The Federal Court of Justice is also precluded from reaching a final decision because the plaintiffs alternatively base their claims on their ancillary copyright as performing artists (Section 77 (2) sentence 1 UrhG, Article 2 letter b of Directive 2001/29/EC; Article 9 (1) letter a of Directive 2006/115/EC). a of Directive 2006/115/EC), in the further alternative on the infringement of the first plaintiff’s copyright in the musical work (§ 15 (1) nos. 1 and 2, §§ 16, 17 (1) UrhG; Art. 2 (a), Art. 4 (1) of Directive 2001/29/EC) and in the further alternative on protection of ancillary copyright under competition law (§ 4 no. 9 UWG aF, § 4 no. 3 UWG). In this respect, the findings of the Higher Regional Court have also been lacking up to now and must now be made by the latter.

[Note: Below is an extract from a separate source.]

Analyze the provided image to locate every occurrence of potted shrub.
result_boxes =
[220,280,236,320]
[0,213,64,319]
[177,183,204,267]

The Senate also provides some guidance in this respect: For claims based on the ancillary copyright as a performing artist, nothing else is likely to apply than for claims based on the ancillary copyright as a phonogram producer. With regard to claims under copyright law, it is already questionable whether the rhythm sequence taken meets the requirements of a copyrighted work. In any case, it may be assumed that the defendants also rely on the right of free use under Section 24 (1) for all acts of use prior to December 22, 2002. 1 UrhG can be invoked. Claims based on the protection of intellectual property under competition law are likely to be more remote.